Suddenly Laura did like it. She said, “Yes, sir.”

“Then you must come every Sunday!” he said. “We’ll expect you.” And Laura knew he really would expect her. He would not forget.

On the way home Pa said, “Well, Caroline, it’s pleasant to be with a crowd of people all trying to do the right thing, same as we are.”

“Yes, Charles,” Ma said, thankfully. “It will be a pleasure to look forward to, all week.”

Pa turned on the seat and asked, “How do you girls like the first time you ever went to church?”

“They can’t sing,” said Laura.

Pa’s great laugh rang out. Then he explained, “There was nobody to pitch the

hymn with a tuning-fork.”

“Nowadays, Charles,” said Ma, “people have hymn books.”

“Well, maybe we’ll be able to afford some, some day,” Pa said.

After that they went to Sunday school every Sunday. Three or four Sundays they went to

Sunday school, and then again the Reverend Alden was there, and that was a church Sunday. The Reverend Alden lived at his real church, in the East. He could not travel all the way to this church every Sunday. This was his home missionary church, in the West.

There were no more long, dull, tiresome Sundays, because there was always Sunday school to go to, and to talk about afterward. The best Sundays were the Sundays when the Reverend Alden was there. He always remembered Laura, and she remembered him between times. He called Laura and Mary his “little country girls.”

Then one Sunday while Pa and Ma and Mary and Laura were all sitting at the dinner table, talking about that day’s Sunday school, Pa said, “If I’m going to keep on going out among dressed-up folks, I must get a pair of new boots. Look.”

He stretched out his foot. His mended boot was cracked clear across the toes.

They all looked at his red knitted sock showing through that gaping slit. The edges of leather were thin and curling back between little cracks. Pa said, “It won’t hold another patch.”

“Oh, I wanted you to get boots, Charles,” Ma said. “And you brought home that calico for my dress.”

Pa made up his mind. “I’ll get me a new pair when I go to town next Saturday. They will cost three dollars, but we’ll make out somehow till I harvest the wheat.”

All that week Pa was making hay. He had helped put up Mr. Nelson’s hay and earned the use of Mr. Nelson’s fine, quick mowingmachine. He said it was wonderful weather for making hay. He had never known such a dry, sunny summer.
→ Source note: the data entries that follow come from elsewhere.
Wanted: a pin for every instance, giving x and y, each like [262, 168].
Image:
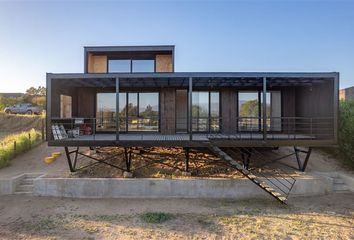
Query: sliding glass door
[137, 112]
[250, 110]
[205, 111]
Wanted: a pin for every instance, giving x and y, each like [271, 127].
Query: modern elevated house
[130, 96]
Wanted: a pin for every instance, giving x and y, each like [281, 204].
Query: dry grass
[266, 222]
[12, 124]
[24, 141]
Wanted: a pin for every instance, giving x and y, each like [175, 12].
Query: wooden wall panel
[97, 63]
[86, 98]
[315, 101]
[164, 63]
[167, 108]
[228, 110]
[288, 102]
[57, 90]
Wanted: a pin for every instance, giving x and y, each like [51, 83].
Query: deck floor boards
[184, 137]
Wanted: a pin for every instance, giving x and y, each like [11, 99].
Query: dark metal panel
[336, 106]
[190, 89]
[129, 48]
[264, 108]
[117, 109]
[48, 106]
[324, 75]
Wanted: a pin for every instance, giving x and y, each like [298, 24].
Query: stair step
[275, 194]
[338, 181]
[27, 181]
[340, 187]
[23, 193]
[24, 188]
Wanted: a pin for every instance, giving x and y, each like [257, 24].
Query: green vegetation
[346, 132]
[24, 142]
[156, 217]
[36, 96]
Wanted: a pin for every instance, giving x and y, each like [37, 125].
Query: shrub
[346, 131]
[23, 144]
[156, 217]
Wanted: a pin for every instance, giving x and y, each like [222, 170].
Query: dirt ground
[321, 217]
[201, 165]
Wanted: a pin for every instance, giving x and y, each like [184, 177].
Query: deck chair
[59, 132]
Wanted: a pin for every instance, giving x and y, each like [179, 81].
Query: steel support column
[186, 167]
[264, 108]
[190, 89]
[306, 159]
[117, 109]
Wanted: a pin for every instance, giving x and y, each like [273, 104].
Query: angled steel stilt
[186, 167]
[302, 166]
[306, 159]
[128, 159]
[297, 157]
[72, 163]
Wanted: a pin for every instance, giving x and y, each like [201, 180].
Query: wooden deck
[198, 140]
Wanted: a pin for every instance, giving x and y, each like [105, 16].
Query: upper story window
[143, 66]
[131, 65]
[119, 65]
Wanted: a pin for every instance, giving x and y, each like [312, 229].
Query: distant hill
[14, 95]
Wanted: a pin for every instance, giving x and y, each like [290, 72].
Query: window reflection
[140, 114]
[205, 111]
[143, 66]
[119, 65]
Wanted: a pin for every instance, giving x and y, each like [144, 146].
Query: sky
[221, 36]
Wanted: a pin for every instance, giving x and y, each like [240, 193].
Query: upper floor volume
[129, 59]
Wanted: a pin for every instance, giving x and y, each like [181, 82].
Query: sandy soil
[201, 165]
[321, 217]
[33, 162]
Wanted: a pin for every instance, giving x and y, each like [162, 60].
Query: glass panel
[119, 65]
[214, 111]
[248, 111]
[200, 111]
[132, 111]
[181, 110]
[143, 65]
[106, 112]
[275, 111]
[122, 111]
[148, 112]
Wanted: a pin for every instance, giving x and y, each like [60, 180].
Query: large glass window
[148, 111]
[137, 112]
[250, 111]
[119, 65]
[131, 65]
[143, 66]
[205, 111]
[106, 112]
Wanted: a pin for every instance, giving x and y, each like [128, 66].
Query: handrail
[240, 128]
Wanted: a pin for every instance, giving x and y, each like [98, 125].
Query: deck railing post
[117, 109]
[264, 108]
[190, 89]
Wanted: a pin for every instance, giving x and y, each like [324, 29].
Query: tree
[249, 109]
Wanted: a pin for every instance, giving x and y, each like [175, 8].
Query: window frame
[131, 59]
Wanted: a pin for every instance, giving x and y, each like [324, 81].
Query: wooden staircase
[281, 197]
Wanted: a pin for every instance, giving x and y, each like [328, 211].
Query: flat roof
[199, 75]
[146, 48]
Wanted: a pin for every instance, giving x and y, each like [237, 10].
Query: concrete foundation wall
[164, 63]
[97, 64]
[168, 112]
[166, 188]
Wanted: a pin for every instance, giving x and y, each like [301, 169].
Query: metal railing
[215, 127]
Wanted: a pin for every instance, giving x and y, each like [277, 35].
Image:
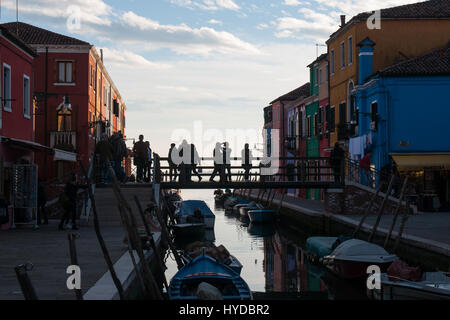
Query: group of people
[142, 160]
[111, 151]
[183, 162]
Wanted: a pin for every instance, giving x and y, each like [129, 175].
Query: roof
[35, 36]
[302, 91]
[12, 37]
[431, 9]
[436, 62]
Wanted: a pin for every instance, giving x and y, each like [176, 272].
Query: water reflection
[273, 257]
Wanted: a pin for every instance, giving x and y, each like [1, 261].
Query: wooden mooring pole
[397, 211]
[152, 242]
[74, 259]
[381, 209]
[24, 280]
[100, 239]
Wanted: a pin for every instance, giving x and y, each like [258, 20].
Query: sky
[202, 70]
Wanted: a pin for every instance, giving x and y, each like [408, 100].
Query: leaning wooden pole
[152, 241]
[397, 211]
[100, 239]
[74, 260]
[131, 227]
[367, 210]
[381, 209]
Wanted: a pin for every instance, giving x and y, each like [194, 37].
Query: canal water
[272, 256]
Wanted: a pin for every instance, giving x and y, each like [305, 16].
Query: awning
[420, 161]
[59, 155]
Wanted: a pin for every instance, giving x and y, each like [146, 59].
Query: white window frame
[342, 51]
[7, 104]
[28, 116]
[350, 50]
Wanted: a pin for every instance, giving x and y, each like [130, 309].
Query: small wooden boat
[261, 216]
[189, 231]
[351, 258]
[188, 210]
[433, 286]
[319, 247]
[205, 269]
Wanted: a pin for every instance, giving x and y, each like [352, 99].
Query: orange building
[405, 32]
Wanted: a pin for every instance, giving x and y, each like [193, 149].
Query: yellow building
[400, 33]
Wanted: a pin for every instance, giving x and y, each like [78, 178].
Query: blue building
[404, 118]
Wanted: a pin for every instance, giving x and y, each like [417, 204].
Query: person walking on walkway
[364, 165]
[218, 163]
[227, 161]
[148, 164]
[69, 203]
[42, 201]
[140, 158]
[246, 162]
[195, 161]
[104, 151]
[337, 161]
[119, 152]
[172, 166]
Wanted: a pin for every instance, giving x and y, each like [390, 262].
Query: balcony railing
[64, 140]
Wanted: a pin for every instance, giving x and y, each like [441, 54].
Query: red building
[76, 99]
[17, 108]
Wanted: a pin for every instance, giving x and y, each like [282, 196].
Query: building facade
[403, 113]
[77, 100]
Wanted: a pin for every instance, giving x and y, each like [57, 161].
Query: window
[343, 55]
[350, 51]
[26, 97]
[331, 119]
[374, 115]
[65, 72]
[7, 87]
[332, 62]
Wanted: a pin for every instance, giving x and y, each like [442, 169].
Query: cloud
[207, 4]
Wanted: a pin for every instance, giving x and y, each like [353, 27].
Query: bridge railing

Laura hated to go to school. She wanted to be out in the hay-field with Pa, watching the marvelous machine with its long knives snickety-snicking behind the wheels, cutting through great swathes of grass.

Saturday morning she went to the field on the wagon, and helped Pa bring in the last load of hay. They looked at the wheat-field, standing up taller than Laura above the mown land. Its level top was rough with wheat heads, bent with the weight of ripening wheat. They picked three long, fat ones and took them to the house to show Ma.

When that crop was harvested, Pa said, they’d be out of debt and have more money than they knew what to do with. He’d have a buggy, Ma would have a silk dress, they’d all have new shoes and eat beef every Sunday.

After dinner he put on a clean shirt and took three dollars out of the fiddle-box. He was going to town to get his new boots. He walked, because the horses had been working all that week and he left them at home to rest.

It was late that afternoon when Pa came walking home. Laura saw him on the knoll and she and Jack ran up from the old crab’s home in the creek and into the house behind him.

Ma turned around from the stove, where she was taking the Saturday baking of bread out of the oven.

“Where are your boots, Charles?” she asked.

“Well, Caroline,” Pa said. “I saw Brother Alden and he told me he couldn’t raise money enough to put a bell in the belfry. The folks in town had all given every cent they could, and he lacked just three dollars. So I gave him the money.”

“Oh, Charles!” was all Ma said.

Pa looked down at his cracked boot. “I’ll patch it,” he said. “I can make it hold together somehow. And do you know, we’ll hear that church bell ringing clear out here.”

Ma turned quickly back to the stove, and

Laura went quietly out and sat down on the step. Her throat hurt her. She did so want Pa to have good new boots.

“Never mind, Caroline,” she heard Pa saying. “It’s not long to wait till I harvest the wheat.”